The aim of iDecide is to ensure that when the time comes, affairs are in order and loved ones can grieve without second-guessing any final wishes.
Anna Bariwck was named NSW Premier's Woman of the Year and NSW Minerals Council Regional Woman of the Year this week.
A Pharmacy Practice Lecturer in the School of Rural Medicine at the University of New England, Ms Barwick is passionate about improving the health of all Australians through education, advice and advocacy in her role as a medication expert. She founded PharmOnline to connect people with experienced pharmacists to discuss their medication.
Minister for Agriculture and Western NSW Dugald Saunders and Minister for Women Bronnie Taylor announced the 2022 NSW-ACT Rural Women's Award finalists on Thursday.
Ms Barwick and Ms Leahy join Josie Clarke from Bellimbopinni, Erin Williams from Aberdeen and Mea Campbell from Dubbo in vying for the honour of rural woman of the year.
Mr Saunders said this year's finalists have been selected for their potential to impact, innovate and contribute to enhancing the prosperity of rural and regional Australia.
"These finalists all share a passion for driving the future growth of regional NSW, whether it be through improved health services, driving policy change in women's economic security or tackling the isolation associated with living in remote areas," Mr Saunders said.

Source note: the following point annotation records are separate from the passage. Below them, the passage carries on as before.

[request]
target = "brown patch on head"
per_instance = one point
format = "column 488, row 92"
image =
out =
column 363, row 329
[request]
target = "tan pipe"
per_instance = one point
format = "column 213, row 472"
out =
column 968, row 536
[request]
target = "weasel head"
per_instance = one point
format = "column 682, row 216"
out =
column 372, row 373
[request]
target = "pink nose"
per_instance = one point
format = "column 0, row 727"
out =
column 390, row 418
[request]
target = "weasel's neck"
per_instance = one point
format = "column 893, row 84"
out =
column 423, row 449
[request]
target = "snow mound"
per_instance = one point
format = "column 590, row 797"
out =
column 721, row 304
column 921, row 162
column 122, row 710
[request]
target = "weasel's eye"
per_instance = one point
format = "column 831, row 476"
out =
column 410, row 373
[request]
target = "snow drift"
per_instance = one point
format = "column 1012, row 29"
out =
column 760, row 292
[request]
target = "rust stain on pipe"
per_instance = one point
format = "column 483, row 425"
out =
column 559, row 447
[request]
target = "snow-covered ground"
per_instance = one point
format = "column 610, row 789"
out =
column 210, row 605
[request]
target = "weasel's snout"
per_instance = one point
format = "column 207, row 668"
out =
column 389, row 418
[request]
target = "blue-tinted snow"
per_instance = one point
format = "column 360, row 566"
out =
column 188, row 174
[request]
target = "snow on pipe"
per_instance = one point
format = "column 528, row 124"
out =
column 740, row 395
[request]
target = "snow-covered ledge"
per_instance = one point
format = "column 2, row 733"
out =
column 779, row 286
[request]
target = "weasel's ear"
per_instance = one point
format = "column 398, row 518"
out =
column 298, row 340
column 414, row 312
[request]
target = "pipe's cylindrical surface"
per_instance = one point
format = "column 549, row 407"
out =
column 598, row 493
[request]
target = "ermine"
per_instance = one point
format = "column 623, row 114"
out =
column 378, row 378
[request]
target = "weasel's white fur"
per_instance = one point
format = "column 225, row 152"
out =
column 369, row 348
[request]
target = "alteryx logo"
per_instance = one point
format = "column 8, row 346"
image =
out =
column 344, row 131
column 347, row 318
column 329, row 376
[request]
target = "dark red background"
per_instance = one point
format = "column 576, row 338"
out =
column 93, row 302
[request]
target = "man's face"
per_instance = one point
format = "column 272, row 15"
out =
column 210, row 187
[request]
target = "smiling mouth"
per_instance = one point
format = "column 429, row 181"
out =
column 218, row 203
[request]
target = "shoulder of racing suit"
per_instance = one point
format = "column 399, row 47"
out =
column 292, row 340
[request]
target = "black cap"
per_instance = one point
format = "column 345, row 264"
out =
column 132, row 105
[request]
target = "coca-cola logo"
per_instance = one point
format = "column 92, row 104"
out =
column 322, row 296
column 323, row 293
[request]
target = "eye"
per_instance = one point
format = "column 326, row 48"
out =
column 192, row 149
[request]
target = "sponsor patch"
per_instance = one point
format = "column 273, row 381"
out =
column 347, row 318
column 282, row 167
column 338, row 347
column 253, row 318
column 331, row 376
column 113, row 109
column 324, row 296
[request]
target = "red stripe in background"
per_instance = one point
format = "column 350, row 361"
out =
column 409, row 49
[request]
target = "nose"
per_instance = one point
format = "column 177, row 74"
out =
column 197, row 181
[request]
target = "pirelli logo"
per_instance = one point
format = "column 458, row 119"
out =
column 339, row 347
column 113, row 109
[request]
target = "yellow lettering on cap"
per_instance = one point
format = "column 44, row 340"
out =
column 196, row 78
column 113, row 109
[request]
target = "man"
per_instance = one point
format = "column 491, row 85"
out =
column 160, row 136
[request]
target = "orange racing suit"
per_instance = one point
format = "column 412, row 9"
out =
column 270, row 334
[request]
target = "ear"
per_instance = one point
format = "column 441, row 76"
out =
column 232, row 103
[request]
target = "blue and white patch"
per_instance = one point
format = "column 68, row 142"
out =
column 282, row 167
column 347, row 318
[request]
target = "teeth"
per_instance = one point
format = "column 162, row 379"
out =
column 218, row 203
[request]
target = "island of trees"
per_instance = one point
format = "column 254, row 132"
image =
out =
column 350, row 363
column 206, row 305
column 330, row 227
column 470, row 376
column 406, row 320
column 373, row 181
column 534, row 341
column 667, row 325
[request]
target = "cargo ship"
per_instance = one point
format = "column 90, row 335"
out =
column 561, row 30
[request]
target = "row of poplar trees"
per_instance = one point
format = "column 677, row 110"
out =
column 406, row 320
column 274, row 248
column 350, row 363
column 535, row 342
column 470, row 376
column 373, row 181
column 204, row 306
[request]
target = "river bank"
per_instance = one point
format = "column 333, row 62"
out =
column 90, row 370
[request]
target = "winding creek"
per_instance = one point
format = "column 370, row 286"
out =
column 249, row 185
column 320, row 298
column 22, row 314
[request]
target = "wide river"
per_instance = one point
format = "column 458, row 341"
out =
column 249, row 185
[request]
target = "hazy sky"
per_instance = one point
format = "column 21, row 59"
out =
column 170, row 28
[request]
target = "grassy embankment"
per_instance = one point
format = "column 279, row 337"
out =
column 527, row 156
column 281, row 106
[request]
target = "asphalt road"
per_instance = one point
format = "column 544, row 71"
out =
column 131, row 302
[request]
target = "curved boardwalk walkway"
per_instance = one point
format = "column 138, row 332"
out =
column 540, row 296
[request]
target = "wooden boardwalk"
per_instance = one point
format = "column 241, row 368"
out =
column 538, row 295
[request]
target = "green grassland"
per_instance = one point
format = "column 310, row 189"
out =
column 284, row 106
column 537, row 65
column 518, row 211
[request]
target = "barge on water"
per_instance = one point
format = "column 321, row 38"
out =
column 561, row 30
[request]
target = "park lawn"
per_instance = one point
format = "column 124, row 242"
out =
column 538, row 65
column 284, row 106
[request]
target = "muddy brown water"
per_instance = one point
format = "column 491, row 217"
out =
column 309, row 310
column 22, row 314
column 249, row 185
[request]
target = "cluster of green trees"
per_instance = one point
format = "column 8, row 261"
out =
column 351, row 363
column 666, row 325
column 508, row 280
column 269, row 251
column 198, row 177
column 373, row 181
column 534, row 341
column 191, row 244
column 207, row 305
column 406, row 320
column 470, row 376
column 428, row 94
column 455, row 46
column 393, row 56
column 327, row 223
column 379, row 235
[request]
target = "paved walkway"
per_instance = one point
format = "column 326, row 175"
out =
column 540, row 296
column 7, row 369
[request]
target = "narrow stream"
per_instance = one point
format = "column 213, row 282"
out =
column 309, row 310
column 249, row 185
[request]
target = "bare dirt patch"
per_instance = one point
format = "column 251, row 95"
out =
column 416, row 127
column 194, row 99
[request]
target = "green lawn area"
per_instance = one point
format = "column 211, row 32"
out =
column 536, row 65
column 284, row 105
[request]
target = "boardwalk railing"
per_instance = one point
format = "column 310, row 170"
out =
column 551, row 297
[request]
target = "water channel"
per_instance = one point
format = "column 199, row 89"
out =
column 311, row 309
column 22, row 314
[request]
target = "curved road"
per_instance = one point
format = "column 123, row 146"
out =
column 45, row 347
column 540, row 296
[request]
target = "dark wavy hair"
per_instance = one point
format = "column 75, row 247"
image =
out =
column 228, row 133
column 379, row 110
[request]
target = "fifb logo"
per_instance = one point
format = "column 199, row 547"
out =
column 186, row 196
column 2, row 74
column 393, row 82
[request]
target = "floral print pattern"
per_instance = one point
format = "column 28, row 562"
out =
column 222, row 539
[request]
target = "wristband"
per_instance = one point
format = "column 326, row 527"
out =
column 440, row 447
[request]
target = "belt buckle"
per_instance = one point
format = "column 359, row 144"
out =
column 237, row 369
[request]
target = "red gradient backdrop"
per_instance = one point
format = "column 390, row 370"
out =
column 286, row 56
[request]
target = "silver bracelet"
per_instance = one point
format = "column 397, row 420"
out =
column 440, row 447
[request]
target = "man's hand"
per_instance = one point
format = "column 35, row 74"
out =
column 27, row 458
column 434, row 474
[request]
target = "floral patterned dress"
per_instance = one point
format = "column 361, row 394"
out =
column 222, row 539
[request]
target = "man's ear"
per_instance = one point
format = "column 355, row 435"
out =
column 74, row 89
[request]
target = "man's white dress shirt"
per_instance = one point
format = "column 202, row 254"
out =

"Through their passion and commitment, this year's finalists are demonstrating strong leadership and are empowering other women along the way, and I thank them not just for the impact they're having on their local communities, but for their contribution to women in agriculture generally."
The winner of the AgriFutures™ Rural Women's Award will be announced in April and will receive a $15,000 Westpac bursary to enhance their projects, in addition to access to business, leadership and mentoring opportunities. The winner will also go on to compete for the national award later this year.
Minister for Women Bronnie Taylor said the award is a testament to the positive influence more and more women are having in business and agriculture.
"Women are driving innovation in our regions, and I am thrilled the NSW Government can continue to support this award to further raise awareness and publicly recognise the achievements and leadership of women," Mrs Taylor said.
"The calibre of finalists in the Rural Women's Award has been historically extremely strong, and it's fantastic to see this remains the case in 2022.
"The NSW Government fully supports these talented women as they continue to develop their projects and focus on the ongoing positive work within the important industries that are at the heart of our regional communities."